Originally, these purchasing groups were nonprofit collectives and were managed and funded by the hospitals themselves. But in the mid-1970s, the model began to shift. Some large hospital chains started to spin off for-profit GPO subsidiaries, which other hospitals could join by paying membership dues, much the way members of buying clubs like Costco pay dues to get bulk-buying discounts. By decade’s end, virtually every hospital in America belonged to a GPO.
Then, in 1986 Congress passed a bill exempting GPOs from the anti-kickback provisions embedded in Medicare law. This meant that instead of collecting membership dues, GPOs could collect “fees”--in other industries they might be called kickbacks or bribes--from suppliers in the form of a share of sales revenue. (For example, in exchange for signing a contract with a given gauze maker, a GPO might get a percentage of whatever the company made selling gauze to members.) The idea was to help struggling hospitals by shifting the burden of funding GPOs’ operations to vendors.

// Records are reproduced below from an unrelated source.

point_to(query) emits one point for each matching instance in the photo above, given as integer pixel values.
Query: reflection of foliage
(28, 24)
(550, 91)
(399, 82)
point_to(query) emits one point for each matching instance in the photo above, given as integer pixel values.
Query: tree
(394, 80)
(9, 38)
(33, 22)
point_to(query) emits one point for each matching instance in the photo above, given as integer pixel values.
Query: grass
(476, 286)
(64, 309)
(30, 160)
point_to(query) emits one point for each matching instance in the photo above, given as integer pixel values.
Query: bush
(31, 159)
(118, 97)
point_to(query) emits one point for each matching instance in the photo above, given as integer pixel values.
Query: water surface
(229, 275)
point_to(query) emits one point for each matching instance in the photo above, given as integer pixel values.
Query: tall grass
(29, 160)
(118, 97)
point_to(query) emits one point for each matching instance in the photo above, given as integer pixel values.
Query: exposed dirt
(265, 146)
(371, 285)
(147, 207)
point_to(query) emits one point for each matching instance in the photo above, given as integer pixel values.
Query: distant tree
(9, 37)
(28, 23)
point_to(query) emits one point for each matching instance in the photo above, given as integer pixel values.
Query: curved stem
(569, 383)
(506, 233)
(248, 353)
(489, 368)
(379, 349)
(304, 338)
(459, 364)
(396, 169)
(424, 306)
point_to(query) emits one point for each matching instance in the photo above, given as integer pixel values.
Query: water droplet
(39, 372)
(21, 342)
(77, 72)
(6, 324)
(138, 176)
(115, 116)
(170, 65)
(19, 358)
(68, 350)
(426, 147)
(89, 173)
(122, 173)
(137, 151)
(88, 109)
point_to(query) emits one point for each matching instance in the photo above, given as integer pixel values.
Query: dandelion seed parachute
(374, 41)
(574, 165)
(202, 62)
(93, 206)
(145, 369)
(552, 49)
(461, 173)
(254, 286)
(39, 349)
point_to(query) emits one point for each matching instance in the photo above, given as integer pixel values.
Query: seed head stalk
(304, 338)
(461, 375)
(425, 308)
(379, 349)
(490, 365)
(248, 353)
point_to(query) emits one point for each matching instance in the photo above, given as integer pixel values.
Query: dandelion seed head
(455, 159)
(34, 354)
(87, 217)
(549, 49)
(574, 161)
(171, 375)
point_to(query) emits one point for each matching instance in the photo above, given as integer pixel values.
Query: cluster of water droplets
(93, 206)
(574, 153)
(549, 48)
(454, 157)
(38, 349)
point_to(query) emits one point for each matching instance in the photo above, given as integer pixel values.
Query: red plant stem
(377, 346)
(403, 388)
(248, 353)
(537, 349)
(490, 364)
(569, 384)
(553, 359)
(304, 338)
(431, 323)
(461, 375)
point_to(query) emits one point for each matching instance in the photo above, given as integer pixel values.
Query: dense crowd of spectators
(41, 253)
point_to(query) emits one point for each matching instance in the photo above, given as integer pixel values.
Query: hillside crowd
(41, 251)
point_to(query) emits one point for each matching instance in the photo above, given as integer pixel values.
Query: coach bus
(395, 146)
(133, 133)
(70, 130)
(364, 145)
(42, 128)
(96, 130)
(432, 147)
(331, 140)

To prevent abuse, “fees” of more than 3 percent of sales were supposed to be reported to member hospitals and (upon request) the secretary of health and human services.
But, as with many well-intended laws, the shift had some ground-shaking unintended consequences. Most importantly, it turned the incentives for GPOs upside down. Instead of being tied to the dues paid by members, GPOs’ revenues were now tied to the profits of the suppliers they were supposed to be pressing for lower prices. This created an incentive to cater to the sellers rather than to the buyers... Before long, large suppliers began using “fees”--sometimes very generous ones--along with tiered pricing to secure deals that locked GPO members into buying their products. In many cases, hospitals were obliged to buy virtually all of their bandages or scalpels or heart monitors from one company. GPOs also began offering package deals that bundled products together. To get the best price on stethoscopes, a hospital might have to agree to buy everything from pacemakers to cotton balls from the GPO’s preferred vendors. Hospitals went along because they got price breaks, usually in the form of rebates if they met buying quotas.
I can't vouch for Blake's reporting, but she certainly seems to have the goods, including some internal company documents from medical suppliers. And it's broadly consistent with a series of investigative articles that two New York Times writers, Barry Meier with Mary Williams Walsh, wrote several years ago.
You might be wondering why, after all these years, hospitals don't simply turn their back on the GPOs and buy directly from companies selling better, cheaper wares. It's not clear, but the likely answer is a combination of inertia (hospitals have always done it this way, so they keep doing it) and corruption, of the moral if not legal kind (hospitals still have personal and perhaps financial ties to the GPOs). Of course, it helps that lobbyists have fought to give GPOs so much leeway--and that Congress has gone along.
But there's a silver lining here: Health care reform seeks to reduce spending, in part, by rewarding hospitals that have low infection rates. It will also reduce payments to hospitals, by a substantial amount, on the theory that hospitals can cut their prices without cutting quality. Blake's story suggests there's plenty of room to do just that.
By the way, one network of hospitals does use Shaw's syringe invention: The Veterans Administration system, which is the purest form of government-run health care in America. Imagine that.